Cosmology – How Does It Make Sense for the Universe to Have Started from the Big Bang?

big-bangcosmologygeneral-relativitysingularitiesspacetime

It has been said that the Big Bang started from a singularity. Think about a balloon radially growing over time. Fix a time $t_0, t_1 > 0$, and let $M_0, M_1$ be two balloons at time $t_0, t_1$ respectively. I can find a two-parameter diffeomorphism $\phi(t_0, t_1): M_0 \rightarrow M_1$.

However, I cannot find a diffeomorphism if I let $t_0 = 0$ and $t_1 > 0$, i.e. $\phi(0, t_1): \{*\} \rightarrow M_1$. In what sense should I interpret a homotopy between initial state (big bang) and final state (the current universe)? Is it even true that the Big Bang started from a singularity?

Best Answer

The singularity at the start of the universe in the Big Bang model is not supposed to be understood as part of the smooth manifold of spacetime, precisely for this reason.
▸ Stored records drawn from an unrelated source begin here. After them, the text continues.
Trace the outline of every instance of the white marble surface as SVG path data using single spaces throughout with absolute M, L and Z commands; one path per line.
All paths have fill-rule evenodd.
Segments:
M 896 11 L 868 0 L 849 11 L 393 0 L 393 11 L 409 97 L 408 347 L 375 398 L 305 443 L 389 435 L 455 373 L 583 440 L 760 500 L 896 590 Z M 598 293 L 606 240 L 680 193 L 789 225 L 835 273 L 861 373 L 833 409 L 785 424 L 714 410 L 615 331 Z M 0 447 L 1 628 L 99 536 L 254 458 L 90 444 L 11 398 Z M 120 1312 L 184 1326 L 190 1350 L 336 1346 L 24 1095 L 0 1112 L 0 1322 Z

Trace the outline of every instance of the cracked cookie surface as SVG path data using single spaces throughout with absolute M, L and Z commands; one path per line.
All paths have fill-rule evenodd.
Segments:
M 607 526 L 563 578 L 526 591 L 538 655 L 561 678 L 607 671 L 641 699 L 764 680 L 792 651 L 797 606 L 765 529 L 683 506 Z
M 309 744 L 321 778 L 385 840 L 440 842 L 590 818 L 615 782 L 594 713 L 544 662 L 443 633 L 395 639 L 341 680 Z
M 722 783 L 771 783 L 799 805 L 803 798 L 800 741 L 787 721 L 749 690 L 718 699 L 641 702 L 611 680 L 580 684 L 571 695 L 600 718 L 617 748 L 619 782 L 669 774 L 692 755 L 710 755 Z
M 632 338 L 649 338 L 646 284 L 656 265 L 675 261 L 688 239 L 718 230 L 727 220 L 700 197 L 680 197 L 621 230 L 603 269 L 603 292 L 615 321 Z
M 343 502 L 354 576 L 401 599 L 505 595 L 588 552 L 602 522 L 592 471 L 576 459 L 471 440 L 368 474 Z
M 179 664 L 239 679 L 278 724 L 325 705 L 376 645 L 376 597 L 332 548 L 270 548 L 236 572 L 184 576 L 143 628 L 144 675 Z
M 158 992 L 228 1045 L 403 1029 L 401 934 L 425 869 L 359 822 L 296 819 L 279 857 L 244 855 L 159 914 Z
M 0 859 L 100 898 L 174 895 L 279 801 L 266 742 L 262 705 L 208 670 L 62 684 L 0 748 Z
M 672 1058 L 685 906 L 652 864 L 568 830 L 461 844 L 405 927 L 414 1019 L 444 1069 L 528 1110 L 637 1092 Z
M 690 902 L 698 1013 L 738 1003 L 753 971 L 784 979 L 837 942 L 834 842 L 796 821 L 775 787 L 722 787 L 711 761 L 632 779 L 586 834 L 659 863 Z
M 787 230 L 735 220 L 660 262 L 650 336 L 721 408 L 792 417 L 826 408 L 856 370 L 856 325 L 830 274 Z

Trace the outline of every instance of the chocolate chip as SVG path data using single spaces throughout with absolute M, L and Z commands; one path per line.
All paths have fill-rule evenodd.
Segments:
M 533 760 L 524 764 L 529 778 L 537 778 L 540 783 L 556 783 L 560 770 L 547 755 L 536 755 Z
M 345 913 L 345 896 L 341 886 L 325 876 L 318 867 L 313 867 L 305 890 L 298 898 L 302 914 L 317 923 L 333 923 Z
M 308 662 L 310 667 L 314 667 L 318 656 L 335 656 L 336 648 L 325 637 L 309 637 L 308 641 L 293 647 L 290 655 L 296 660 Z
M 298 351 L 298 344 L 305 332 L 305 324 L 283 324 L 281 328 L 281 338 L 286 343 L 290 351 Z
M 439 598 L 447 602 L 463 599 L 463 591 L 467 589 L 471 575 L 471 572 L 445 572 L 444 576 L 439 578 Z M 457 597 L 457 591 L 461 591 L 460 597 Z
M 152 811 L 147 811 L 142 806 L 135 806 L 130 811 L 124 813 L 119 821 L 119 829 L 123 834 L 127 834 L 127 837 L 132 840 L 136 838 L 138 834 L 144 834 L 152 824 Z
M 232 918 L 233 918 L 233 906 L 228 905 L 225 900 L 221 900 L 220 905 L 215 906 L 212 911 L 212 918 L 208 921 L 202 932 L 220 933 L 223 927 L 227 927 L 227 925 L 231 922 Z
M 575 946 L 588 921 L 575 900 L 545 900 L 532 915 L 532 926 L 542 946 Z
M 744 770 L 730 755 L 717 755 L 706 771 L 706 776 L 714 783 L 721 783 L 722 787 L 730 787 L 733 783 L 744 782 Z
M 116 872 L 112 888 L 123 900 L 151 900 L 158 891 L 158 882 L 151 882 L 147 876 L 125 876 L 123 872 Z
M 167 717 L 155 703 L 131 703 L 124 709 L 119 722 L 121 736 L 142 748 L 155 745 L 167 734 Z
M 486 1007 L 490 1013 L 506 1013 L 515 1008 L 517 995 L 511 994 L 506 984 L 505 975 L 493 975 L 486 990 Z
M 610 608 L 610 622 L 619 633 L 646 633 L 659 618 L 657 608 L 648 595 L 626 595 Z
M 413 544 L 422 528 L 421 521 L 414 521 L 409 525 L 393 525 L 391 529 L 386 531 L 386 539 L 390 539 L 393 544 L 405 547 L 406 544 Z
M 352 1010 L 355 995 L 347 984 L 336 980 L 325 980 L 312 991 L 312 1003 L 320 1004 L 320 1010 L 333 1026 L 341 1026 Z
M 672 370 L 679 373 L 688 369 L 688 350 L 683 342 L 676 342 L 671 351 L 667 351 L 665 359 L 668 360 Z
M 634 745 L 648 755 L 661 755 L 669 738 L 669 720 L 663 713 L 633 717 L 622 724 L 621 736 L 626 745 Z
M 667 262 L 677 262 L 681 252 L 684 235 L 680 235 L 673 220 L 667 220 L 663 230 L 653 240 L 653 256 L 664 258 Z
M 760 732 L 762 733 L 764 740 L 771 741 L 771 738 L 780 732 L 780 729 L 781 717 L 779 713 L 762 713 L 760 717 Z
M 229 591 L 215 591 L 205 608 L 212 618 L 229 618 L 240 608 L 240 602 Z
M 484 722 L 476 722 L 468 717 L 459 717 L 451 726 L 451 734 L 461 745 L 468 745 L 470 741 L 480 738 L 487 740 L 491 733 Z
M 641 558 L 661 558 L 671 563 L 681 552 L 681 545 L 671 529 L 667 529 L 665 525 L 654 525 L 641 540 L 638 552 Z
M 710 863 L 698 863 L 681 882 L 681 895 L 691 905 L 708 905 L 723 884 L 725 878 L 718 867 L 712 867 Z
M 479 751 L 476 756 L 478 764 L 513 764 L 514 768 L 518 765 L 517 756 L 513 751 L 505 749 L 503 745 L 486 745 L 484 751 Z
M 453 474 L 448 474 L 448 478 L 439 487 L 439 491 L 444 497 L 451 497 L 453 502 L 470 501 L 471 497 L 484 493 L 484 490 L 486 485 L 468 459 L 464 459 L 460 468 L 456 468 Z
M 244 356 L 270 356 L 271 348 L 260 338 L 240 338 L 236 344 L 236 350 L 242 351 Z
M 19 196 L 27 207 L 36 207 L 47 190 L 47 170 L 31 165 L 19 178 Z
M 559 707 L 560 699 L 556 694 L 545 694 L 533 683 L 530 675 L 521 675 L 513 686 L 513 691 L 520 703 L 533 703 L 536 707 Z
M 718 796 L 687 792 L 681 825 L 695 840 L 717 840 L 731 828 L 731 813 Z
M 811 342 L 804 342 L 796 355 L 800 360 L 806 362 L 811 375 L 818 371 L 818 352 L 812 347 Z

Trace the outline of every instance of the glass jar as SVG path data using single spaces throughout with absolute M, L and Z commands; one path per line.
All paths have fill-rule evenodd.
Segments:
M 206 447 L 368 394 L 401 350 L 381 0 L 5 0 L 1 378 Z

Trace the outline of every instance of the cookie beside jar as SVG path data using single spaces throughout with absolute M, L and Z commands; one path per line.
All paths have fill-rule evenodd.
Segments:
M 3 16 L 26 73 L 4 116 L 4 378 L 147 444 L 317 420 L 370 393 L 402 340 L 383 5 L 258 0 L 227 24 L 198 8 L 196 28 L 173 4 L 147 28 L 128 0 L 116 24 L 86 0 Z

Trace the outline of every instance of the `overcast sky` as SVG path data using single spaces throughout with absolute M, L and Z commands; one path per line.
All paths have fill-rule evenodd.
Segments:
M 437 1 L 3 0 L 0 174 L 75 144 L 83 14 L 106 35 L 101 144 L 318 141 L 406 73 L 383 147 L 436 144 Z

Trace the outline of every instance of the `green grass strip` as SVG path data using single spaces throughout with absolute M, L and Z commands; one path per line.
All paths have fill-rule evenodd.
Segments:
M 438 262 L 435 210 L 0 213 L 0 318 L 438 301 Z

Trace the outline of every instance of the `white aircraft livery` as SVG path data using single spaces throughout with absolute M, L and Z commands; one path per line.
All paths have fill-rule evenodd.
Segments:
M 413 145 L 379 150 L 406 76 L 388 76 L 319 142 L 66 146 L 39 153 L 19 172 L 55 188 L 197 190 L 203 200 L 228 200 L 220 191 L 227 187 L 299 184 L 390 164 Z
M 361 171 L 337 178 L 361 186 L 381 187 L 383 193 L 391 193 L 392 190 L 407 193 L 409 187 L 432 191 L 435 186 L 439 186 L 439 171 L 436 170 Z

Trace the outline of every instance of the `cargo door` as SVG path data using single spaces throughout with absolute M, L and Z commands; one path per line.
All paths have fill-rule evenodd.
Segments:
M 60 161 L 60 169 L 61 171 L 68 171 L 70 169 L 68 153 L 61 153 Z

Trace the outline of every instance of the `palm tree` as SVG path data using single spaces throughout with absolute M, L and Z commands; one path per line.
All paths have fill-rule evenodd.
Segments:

The time function on spacetime does not actually assign a "point" to $t = 0$. It's undefined (otherwise spacetime wouldn't be a Lorentzian manifold), and the same is true if you take an FLRW universe and try to keep the initial spatial slice 3d - since the scale factor goes to zero, the manifold is not Lorentzian there.

If you want to model the initial singularity of the Big Bang as part of spacetime, you need to consider more general models of spacetime than a Lorentzian manifold.